4. Projeye zaman tanınmıyor. Günümüzün başarılı tüccarlarına sorun, şirketleri ne kadar zamanda bu duruma gelmiş? Çoğunun babaları, dedeleri atmış firmalarının temellerini. Online ya da offline, her projenin zamana ihtiyacı var. Zamanı bir yere kadar satın alabilirsiniz ama sonrasın tam gaz çalışırken sabretmek de gerekiyor.
Bu yüzyılda artık milyon TL’ler harcayıp 4-5 ayda canavar gibi, kara geçmiş, herkesin bildiği bir site/şirket yapmak pek mümkün değil. Samwer kardeşler 2012’de Türkiye’de denedi, sonuç: yaklaşık 400 kişinin bir anda işsiz kalması.
Ne ticaret geçmişi olan, ne girişimci ruhu olan ekiplerle yola çıkıp hemen TV reklamı yapan holding online projeleri oldu, sonuçlar pek farklı değil. 1-2 istisna çıkabilir, ortaklar arasında çok tanınmış isimler varsa, NY’da kurulmuş, ünlü bir fonun yatırımı olan bir girişimse bu istisnalardan biri olabilirsiniz. Ama milyonda bir (one-in-million) bir iş peşindeyseniz o zaman piyango bileti de alabilirsiniz. Ben piyangocu değilim. Çalışıldığında, emek harcandığında, doğru strateji belirlendiğinde, doğru ekip ve yeterli parayla yola çıkıldığında başarılı olma şansı milyonda bir değil %30-90 arasında olacak işe girişebilecek biriyim.

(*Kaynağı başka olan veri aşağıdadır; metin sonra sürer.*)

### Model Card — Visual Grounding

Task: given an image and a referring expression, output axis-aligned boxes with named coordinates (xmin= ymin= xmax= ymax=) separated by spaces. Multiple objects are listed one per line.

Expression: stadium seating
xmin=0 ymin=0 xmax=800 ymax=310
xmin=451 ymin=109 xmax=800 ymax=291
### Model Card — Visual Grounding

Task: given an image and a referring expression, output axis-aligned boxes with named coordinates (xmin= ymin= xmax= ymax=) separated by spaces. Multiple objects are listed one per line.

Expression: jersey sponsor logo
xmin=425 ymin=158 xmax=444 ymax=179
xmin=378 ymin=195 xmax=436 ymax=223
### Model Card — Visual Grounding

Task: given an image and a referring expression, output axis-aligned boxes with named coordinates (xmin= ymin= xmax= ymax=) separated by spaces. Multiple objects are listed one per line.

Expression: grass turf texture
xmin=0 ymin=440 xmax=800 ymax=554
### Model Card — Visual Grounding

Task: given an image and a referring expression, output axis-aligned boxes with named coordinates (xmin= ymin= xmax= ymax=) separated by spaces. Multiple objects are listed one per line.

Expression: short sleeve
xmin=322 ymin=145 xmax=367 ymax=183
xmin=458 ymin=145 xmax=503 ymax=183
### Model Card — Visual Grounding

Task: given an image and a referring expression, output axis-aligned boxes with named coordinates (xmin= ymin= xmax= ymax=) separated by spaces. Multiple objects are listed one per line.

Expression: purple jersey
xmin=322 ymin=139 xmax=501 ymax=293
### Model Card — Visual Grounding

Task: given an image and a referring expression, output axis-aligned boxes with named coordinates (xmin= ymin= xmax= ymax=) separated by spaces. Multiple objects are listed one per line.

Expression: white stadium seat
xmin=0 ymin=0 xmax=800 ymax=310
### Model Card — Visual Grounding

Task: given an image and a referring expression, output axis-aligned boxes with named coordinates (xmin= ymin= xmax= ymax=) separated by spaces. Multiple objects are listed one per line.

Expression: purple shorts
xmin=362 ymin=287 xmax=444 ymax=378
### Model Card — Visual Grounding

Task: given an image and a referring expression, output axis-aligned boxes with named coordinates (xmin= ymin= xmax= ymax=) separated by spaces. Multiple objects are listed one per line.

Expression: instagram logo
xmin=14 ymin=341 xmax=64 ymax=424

Sonuçta adı üstünde e-ticaret. Bu bir ticarettir. Tüccar mantığı ile işletilirse başarılı olacağını düşünüyorum.
Projeyi 6 ay da şişirip birilerine satmak için yola çıkarak “milyonda bir” iş peşinde mi koşmak istiyorsunuz yoksa tüccar mantığı ile yola çıkıp uzun vadede para kazanan ve değer oluşturmuş (ki değer oluşturabilirseniz ve karlıysanız zaten projeyi satabilirsiniz) “yüzde otuz-doksan” bir iş peşinde mi koşmak istiyorsunuz? Herkesin cevabı farklı olabilir, saygı duyarım.
Şahsi fikrim, önümüzdeki dönemde Türkiye’de mevcut tüccarların, konvansiyenel zincir mağaza, marka sahiplerinin (Migros, Beymen, Boyner, Tekin Acar, Hotiç gibi…) e-ticarette, doğru ekiple girdikleri takdirde çok başarılı olacaklarıdır.
Ticaret geçmişi olmayan girişimcilerin ise yüksek sermayeleri bile olsa tüccar gözüyle bakmadıkça çok zorlanacaklarını ve gene birçok girişimin hızla çıkıp ne yazık ki hızla düşüşünü göreceğimizi düşünüyorum.
Başarılı girişimler görmemiz dileğimle…
Yazilarinizi takip ederek ipuclarindan ziyade ucretsiz danismanlik hizmeti alacagimi dusunmeye basliyorum.